You can't determine a tube's bias by its glow. Unless it's red platting, but that's a different scenario.


----------



## KnightBrolaire (Aug 1, 2019)

>buys 4000$ amp
>doesn't know how to bias it
lmaoooo


----------



## narad (Aug 1, 2019)

If it's $4000 it should bias itself. (Seriously, Carol-Anns v3s do this and are like < $2k most of the time).


----------



## FourT6and2 (Aug 1, 2019)

narad said:


> Did you check your bias yet? The thing turning me off about that amp is like there's basically one real guy who's bought it and talked about it, and his tubes were crazy unbalanced, and weirdly enough he claimed to have better sound like that than with other tubes running in-spec.



That was me. I put in new tubes that bias up fine and are matched. But yes, the amp definitely sounded better with the crazy mismatch. On paper, enough of a mismatch and the poweramp won't cancel 2nd order harmonics as much. So that might be what I was hearing. But if you run tubes mismatched that drastically it can, possibly, lead to magnetizing the output transformer—or so I'm told.

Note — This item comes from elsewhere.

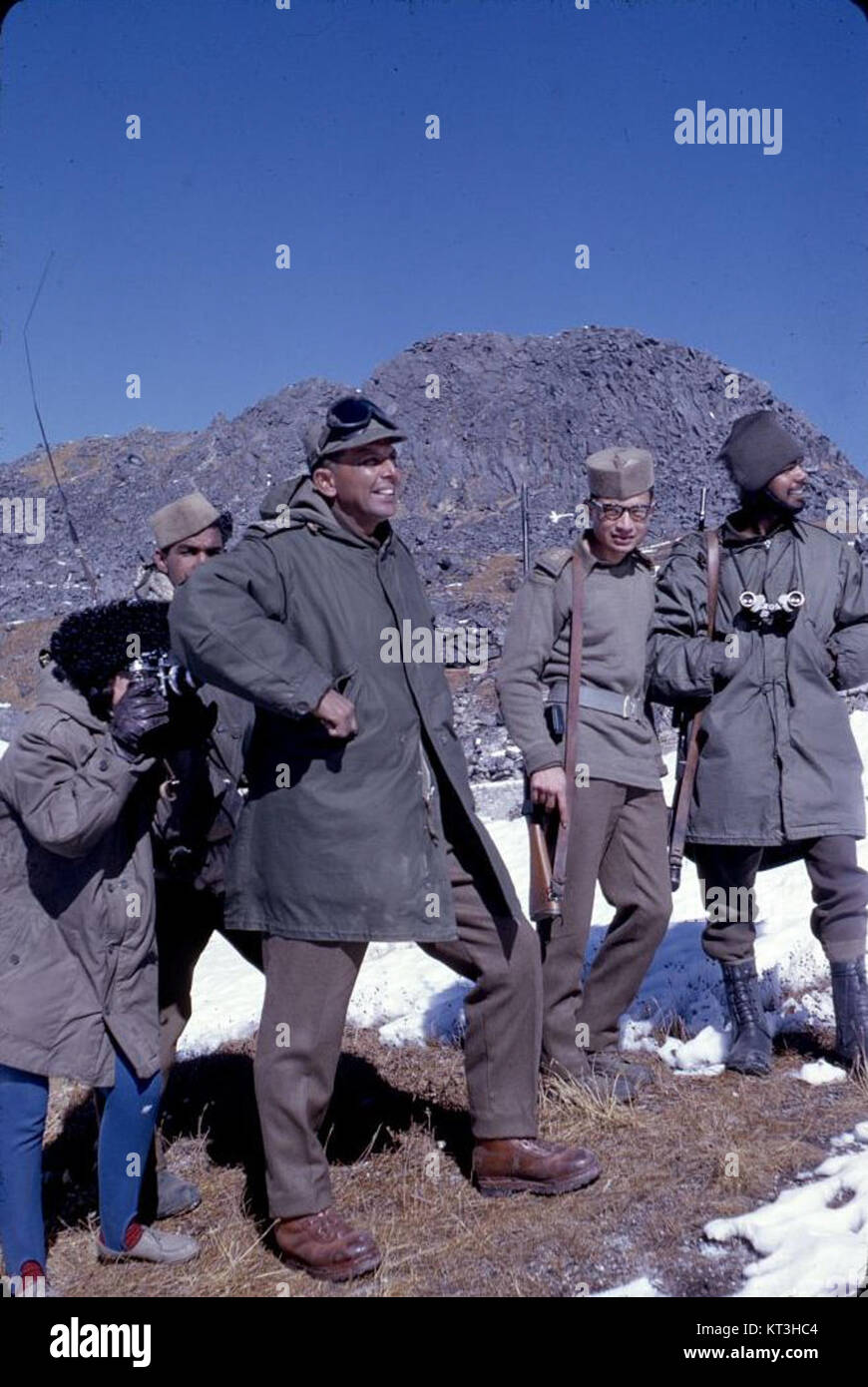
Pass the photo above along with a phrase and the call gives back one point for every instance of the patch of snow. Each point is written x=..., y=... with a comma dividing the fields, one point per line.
x=820, y=1071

The problem with this amp is it's a Hiwatt. It sounds great. But the designer didn't bother to update the old-fashioned bias circuit of the original base amp. And Hiwatts are notorious for having bias problems. Especially with modern tubes. Not enough of a range to bias up most tubes unless you know what the range of your individual amp is and specifically request tubes with the appropriate rating.

I had to go through like 5 different sets of tubes to find ones that would bias within the range of the trim pot in the amp. I could easily have modified the circuit to work, but WTF it's a brand new amp. BTW, Hiwatt UK never responded to any of my emails asking for warranty assistance...

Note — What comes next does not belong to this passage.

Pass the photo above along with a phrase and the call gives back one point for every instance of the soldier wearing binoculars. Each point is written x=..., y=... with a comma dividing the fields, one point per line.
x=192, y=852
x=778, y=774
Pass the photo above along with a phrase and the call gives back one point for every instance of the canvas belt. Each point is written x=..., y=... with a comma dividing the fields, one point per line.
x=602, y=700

As far as I know, I have one of maybe 2-3 of these amps in the entire USA. You'd think they'd want to make sure I was happy. Especially since they've been at NAMM the last few years trying to get shops to start carrying their products in the USA.


----------



## narad (Aug 1, 2019)

FourT6and2 said:


> That was me. I put in new tubes that bias up fine and are matched. But yes, the amp definitely sounded better with the crazy mismatch. On paper, enough of a mismatch and the poweramp won't cancel 2nd order harmonics as much. So that might be what I was hearing. But if you run tubes mismatched that drastically it can, possibly, lead to magnetizing the output transformer—or so I'm told.
> 
> The problem with this amp is it's a Hiwatt. It sounds great. But the designer didn't bother to update the old-fashioned bias circuit of the original base amp. And Hiwatts are notorious for having bias problems. Especially with modern tubes. Not enough of a range to bias up most tubes unless you know what the range of your individual amp is and specifically request tubes with the appropriate rating.
> 
> I had to go through like 5 different sets of tubes to find ones that would bias within the range of the trim pot in the amp. I could easily have modified the circuit to work, but WTF it's a brand new amp. BTW, Hiwatt UK never responded to any of my emails asking for warranty assistance...



Yea, appreciate you bringing this to everyone's attention. I still dig the clips and there's a point where I would buy an amp even with these issues just to fill that purpose. But it's not going to be at $3500, to a company that can't even be bothered to help out the few customers that did take that leap.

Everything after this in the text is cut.